The setting on the picture is 1.5 lumen, so 1/10 the light output of a candle which is rather perfect for night use in my son’s bedroom when we stay the night somewhere else (myself I prefer no light at all at night), the runtime should be about 100 hours on a battery load.
Yes, it should get along very well with copper. And yes, this CCT is great for very low lumens so I am wondering if there is a nice twisty AAA host with a firefly mode, where the board can be installed after heavy sandung. Like, Fenix E05 form factor, but with a <~1lm lowest mode
I usually put a ping pong ball or any white milky plastic bottle on my EDC to get more of the lights directed to the table when outside (dim cafe or restaurant). And use it ceiling bounced in the room or tent.
I just played and tested a Tiny 26650 DQG for Pavlo. Saw some of the smallest EDC in George’s collection. I plan to get some for myself. Maybe I’m late at this but just amazed at how he boosted single 26650 to feed 7x XPG2 at 1A.

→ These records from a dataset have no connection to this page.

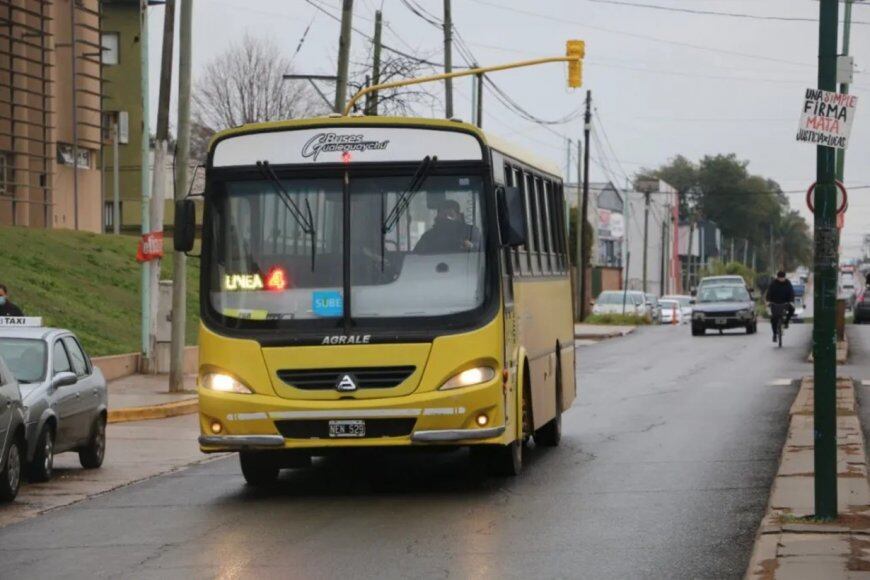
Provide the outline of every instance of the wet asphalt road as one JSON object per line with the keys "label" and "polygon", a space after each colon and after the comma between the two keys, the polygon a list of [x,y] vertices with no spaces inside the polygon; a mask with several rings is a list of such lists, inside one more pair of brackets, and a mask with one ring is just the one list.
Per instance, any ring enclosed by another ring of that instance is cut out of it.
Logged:
{"label": "wet asphalt road", "polygon": [[583,347],[562,446],[331,458],[244,486],[224,458],[0,529],[4,578],[740,577],[809,372],[810,327],[644,328]]}

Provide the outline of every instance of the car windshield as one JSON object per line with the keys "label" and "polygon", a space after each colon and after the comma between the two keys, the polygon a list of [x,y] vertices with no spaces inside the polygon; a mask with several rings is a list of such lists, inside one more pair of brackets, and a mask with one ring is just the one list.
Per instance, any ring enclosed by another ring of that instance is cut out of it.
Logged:
{"label": "car windshield", "polygon": [[[353,318],[457,314],[484,300],[479,176],[350,177]],[[226,318],[344,314],[343,184],[229,181],[215,201],[209,300]],[[286,195],[284,195],[286,193]]]}
{"label": "car windshield", "polygon": [[742,286],[709,286],[698,294],[698,302],[748,302],[749,292]]}
{"label": "car windshield", "polygon": [[0,338],[0,356],[19,383],[45,378],[45,342],[29,338]]}

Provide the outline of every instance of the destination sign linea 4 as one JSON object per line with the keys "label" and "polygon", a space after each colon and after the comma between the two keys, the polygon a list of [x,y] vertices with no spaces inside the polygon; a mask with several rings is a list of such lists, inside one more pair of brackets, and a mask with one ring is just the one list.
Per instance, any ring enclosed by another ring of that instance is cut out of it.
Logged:
{"label": "destination sign linea 4", "polygon": [[807,89],[797,140],[812,145],[846,149],[858,97]]}

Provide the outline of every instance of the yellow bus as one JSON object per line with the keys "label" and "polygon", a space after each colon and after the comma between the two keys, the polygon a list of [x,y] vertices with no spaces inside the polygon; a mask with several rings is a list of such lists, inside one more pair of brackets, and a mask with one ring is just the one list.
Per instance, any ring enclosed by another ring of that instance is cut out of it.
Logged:
{"label": "yellow bus", "polygon": [[[577,394],[558,169],[458,121],[329,117],[213,140],[201,449],[246,481],[336,448],[469,447],[516,474]],[[189,251],[193,201],[178,203]]]}

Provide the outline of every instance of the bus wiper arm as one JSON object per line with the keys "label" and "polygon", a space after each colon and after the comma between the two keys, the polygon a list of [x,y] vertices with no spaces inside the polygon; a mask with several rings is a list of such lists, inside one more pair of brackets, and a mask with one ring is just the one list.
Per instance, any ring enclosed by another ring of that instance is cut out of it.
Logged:
{"label": "bus wiper arm", "polygon": [[305,208],[308,212],[306,215],[302,213],[302,210],[296,205],[296,202],[293,201],[287,190],[284,189],[281,180],[275,175],[275,171],[268,161],[257,161],[257,167],[263,175],[269,178],[278,197],[284,203],[290,215],[293,216],[293,219],[296,220],[299,227],[302,228],[302,231],[311,236],[311,270],[314,271],[314,259],[317,256],[317,230],[314,229],[314,218],[311,215],[311,204],[308,202],[308,198],[305,198]]}
{"label": "bus wiper arm", "polygon": [[381,224],[381,235],[385,235],[388,231],[393,229],[393,226],[399,221],[399,218],[402,217],[402,214],[405,213],[405,210],[408,209],[408,206],[411,204],[411,200],[414,198],[414,195],[420,191],[420,188],[423,187],[423,182],[426,181],[426,178],[435,168],[435,164],[438,162],[438,157],[436,156],[426,156],[423,158],[423,161],[417,167],[417,171],[414,173],[414,177],[411,178],[411,182],[408,183],[408,186],[405,188],[405,191],[402,192],[402,195],[399,196],[399,199],[396,201],[396,205],[393,206],[393,209],[390,210],[389,215],[384,219],[384,223]]}

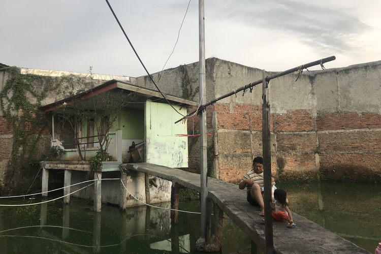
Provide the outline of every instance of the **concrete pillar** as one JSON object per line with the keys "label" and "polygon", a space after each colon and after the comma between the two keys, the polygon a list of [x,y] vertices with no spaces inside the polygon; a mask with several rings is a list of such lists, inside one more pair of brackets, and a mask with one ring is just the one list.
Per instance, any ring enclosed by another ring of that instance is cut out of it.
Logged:
{"label": "concrete pillar", "polygon": [[92,246],[93,253],[101,252],[101,213],[94,213],[92,227]]}
{"label": "concrete pillar", "polygon": [[180,253],[180,243],[179,241],[179,231],[177,226],[174,224],[171,225],[171,250],[173,254]]}
{"label": "concrete pillar", "polygon": [[46,225],[47,208],[47,203],[43,203],[41,204],[41,210],[40,212],[40,226],[45,226]]}
{"label": "concrete pillar", "polygon": [[72,181],[72,171],[71,170],[65,170],[65,176],[64,177],[64,187],[66,187],[64,188],[64,203],[69,204],[70,202],[70,195],[69,195],[70,193],[70,184]]}
{"label": "concrete pillar", "polygon": [[64,216],[62,218],[62,239],[65,239],[68,238],[70,234],[70,207],[69,205],[64,205]]}
{"label": "concrete pillar", "polygon": [[[42,168],[42,184],[41,186],[41,192],[48,191],[48,183],[49,183],[49,170],[45,168]],[[42,197],[48,197],[48,193],[43,193]]]}
{"label": "concrete pillar", "polygon": [[149,195],[149,176],[147,173],[144,174],[144,182],[145,203],[149,205],[151,204],[151,196]]}
{"label": "concrete pillar", "polygon": [[100,212],[102,208],[102,173],[94,172],[94,211]]}
{"label": "concrete pillar", "polygon": [[120,171],[120,180],[121,182],[120,182],[120,199],[119,201],[119,207],[122,210],[124,210],[127,203],[127,190],[122,182],[124,184],[124,186],[127,187],[127,173],[123,171]]}

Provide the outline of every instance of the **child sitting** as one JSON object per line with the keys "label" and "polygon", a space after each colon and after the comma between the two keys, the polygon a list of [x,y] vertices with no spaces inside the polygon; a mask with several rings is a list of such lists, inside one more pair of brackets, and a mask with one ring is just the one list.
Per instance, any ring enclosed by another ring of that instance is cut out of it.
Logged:
{"label": "child sitting", "polygon": [[276,189],[274,192],[274,199],[273,207],[274,210],[272,213],[274,219],[278,221],[288,221],[288,228],[295,228],[295,224],[293,220],[291,211],[288,206],[287,193],[282,189]]}
{"label": "child sitting", "polygon": [[[272,176],[271,177],[271,200],[274,200],[274,191],[276,189],[276,187],[275,186],[275,179],[274,179],[274,177]],[[262,187],[261,188],[261,192],[262,193],[262,197],[263,197],[264,195],[264,192],[265,191],[265,187]]]}

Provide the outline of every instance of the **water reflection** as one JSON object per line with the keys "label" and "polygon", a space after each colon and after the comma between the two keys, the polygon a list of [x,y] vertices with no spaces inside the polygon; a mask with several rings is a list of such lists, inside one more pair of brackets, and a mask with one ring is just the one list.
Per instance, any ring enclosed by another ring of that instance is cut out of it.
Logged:
{"label": "water reflection", "polygon": [[371,252],[381,241],[381,186],[337,182],[277,183],[291,209]]}
{"label": "water reflection", "polygon": [[[170,208],[170,203],[158,206]],[[198,202],[180,206],[200,210]],[[1,208],[2,253],[197,253],[199,215],[180,213],[178,224],[171,226],[169,210],[141,206],[122,212],[104,205],[102,211],[96,213],[91,207],[90,202],[73,198],[69,205],[57,201]],[[249,252],[248,237],[227,218],[224,224],[223,236],[227,239],[232,234],[241,244],[223,247],[221,253]]]}
{"label": "water reflection", "polygon": [[[381,241],[379,185],[279,182],[277,186],[288,191],[293,211],[360,247],[373,252]],[[0,207],[0,252],[197,253],[199,215],[179,213],[178,224],[171,227],[168,210],[140,206],[122,212],[103,205],[102,212],[96,213],[92,202],[72,198],[69,205],[57,200],[22,208]],[[158,205],[169,208],[170,204]],[[200,211],[198,201],[179,206],[181,210]],[[223,253],[248,253],[250,248],[252,253],[261,252],[226,216],[222,242]]]}

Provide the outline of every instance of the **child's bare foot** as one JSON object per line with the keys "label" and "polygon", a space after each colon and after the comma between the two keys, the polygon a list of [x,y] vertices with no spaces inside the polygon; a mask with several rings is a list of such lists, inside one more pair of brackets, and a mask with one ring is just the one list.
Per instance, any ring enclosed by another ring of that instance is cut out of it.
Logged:
{"label": "child's bare foot", "polygon": [[264,209],[261,209],[261,212],[259,213],[259,216],[265,216]]}

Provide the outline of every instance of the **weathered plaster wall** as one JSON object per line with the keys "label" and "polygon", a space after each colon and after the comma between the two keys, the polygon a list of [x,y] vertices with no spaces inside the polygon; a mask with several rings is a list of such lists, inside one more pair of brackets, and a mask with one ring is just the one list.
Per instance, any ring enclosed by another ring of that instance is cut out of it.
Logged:
{"label": "weathered plaster wall", "polygon": [[[212,75],[207,87],[214,87],[208,91],[214,92],[208,101],[262,78],[262,70],[216,58],[207,59],[207,67]],[[295,81],[297,77],[269,83],[273,172],[282,179],[381,181],[381,62],[305,71]],[[209,166],[232,182],[262,154],[262,85],[242,94],[206,111]],[[187,120],[188,134],[198,133],[198,121]],[[197,171],[199,142],[188,140],[189,168]]]}

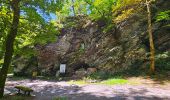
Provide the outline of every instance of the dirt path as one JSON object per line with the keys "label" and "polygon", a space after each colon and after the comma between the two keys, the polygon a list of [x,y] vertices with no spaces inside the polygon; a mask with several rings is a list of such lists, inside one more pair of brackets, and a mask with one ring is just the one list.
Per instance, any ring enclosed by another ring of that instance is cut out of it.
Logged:
{"label": "dirt path", "polygon": [[158,84],[77,86],[70,85],[65,81],[30,81],[25,79],[7,81],[6,90],[16,92],[13,88],[16,85],[31,87],[35,91],[33,94],[36,95],[32,100],[52,100],[56,96],[64,96],[68,100],[170,100],[170,87]]}

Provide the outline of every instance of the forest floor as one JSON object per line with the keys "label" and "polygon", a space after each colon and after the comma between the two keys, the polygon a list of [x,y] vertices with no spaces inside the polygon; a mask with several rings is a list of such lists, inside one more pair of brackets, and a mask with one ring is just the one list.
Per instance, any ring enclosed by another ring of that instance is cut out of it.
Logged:
{"label": "forest floor", "polygon": [[[136,84],[80,85],[70,84],[68,81],[8,79],[5,89],[15,93],[16,85],[31,87],[34,96],[21,100],[170,100],[169,81],[160,82],[143,77],[132,77],[127,80]],[[62,99],[56,99],[57,97]]]}

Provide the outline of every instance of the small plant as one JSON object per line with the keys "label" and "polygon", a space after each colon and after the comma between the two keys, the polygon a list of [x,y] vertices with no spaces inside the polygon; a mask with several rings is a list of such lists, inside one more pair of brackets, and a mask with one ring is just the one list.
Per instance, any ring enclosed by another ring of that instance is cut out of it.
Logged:
{"label": "small plant", "polygon": [[58,97],[54,97],[52,100],[68,100],[68,98],[65,96],[58,96]]}

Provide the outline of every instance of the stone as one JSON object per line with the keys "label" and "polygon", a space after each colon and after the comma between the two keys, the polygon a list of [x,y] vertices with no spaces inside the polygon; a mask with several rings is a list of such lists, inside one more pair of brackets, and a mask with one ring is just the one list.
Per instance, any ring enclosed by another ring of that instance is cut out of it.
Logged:
{"label": "stone", "polygon": [[87,73],[90,75],[92,73],[95,73],[97,72],[97,69],[96,68],[87,68]]}

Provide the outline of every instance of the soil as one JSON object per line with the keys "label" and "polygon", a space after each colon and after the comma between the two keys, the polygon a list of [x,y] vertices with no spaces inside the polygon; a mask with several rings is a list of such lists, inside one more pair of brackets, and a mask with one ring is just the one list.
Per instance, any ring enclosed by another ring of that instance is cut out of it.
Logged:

His smaller EDCs could be a great host for this 2000K
I have a Spy waiting for an Optisolis. Actually it is waiting for Arctic Alumina, which I will cover the central pad with to avoid grounding of the LED.
I just recalled that you installed some e21s to E05, didn’t you? Did you use your boards?
On the topic of extra-warm emitters, Digikey has some XTE 2200K emitters (80 CRI).
Just put one in a headlamp for night reading. The tint is very close to an incandescent filament bulb at a low setting and is very cozy, but on high modes it can be obnoxiously yellow/orange.
Mounting it on a DTP X-series board (noctigon) could possibly get it up to 2 amps or more. Maybe someone will put an XTE emitter to the test to see what they are really capable of
I hope more companies start producing high powered LEDs in the 2300-2500K range. I would love to have a floody caving headlamp that can mimic the tint and CRI of a carbide headlamp.
^ thanks, very nice measurements. The datasheet gives an example of the spectrum and R-values, but no promises for the real product. This confirms that the leds are about as good as the example in the datasheet
Red, Green, Blue, and Amber E21A. The E17A already soft launched. This could be the answer for more powerful colored lighting (arrayed)
Unlike traditional color LEDs, all of them will have same forward voltage and characteristics. Thus simplify driver and configuration options.
I’ve just found a 4×3535 PCB on your site, but I looked at the recommended optics section.
All listed optics seem to be for 3 emitter boards there.
Could you please update the recommendation?
(Specifically, I would consider using them in Astrolux S41 lights, and I am curious about if that would work )
(Also noticed, that emitter orientations are rotated 22.5 degrees compared one to another around the board to mix the beam better for LEDs with square emitting surfaces - seem to be a nice feature)
For the same diameter optic a triple will manipulate the lights better than a quad. This means you have more control over the beam angle (if there are selection available). This is critical if you want a medium to narrow beam output. Both can give you floody beam but the quad will never give you narrower overall beam than the triple. Even those “punch” 7x super narrow optic like used in DQG tiny 26650 (7x 10mm individual) also creates very wide and bright spill. If let’s say the same 35mm optic optimized for narrow beam 3up LEDs rather than narrow beam 7up LED, the latter will have broader spill and less center beam intensity.
Depends on your application, choose quad TIR for brighter or more efficient setup. triple TIR for medium or narrow overall beam pattern.
Damn.
Just replace
Compatible with Carclo 10507, 10508, 10509, 10510 and 10511 optics
with
Compatible with Carclo 10610, 10611, 10612, 10613, 10621, 10622, 10623, and 10624 optics.
Oops, did I missed something here?
I thought he only asked triple vs quad optics. Now I see that my pasted text from Hank’s website didn’t include the quad optics.
Damn, thanks Kiriba-ru
Yup, reading email while working is not my specialty. Please ignore the optic recommendation, use what Kiriba-ru wrote above. I will change it later when I have access to PC.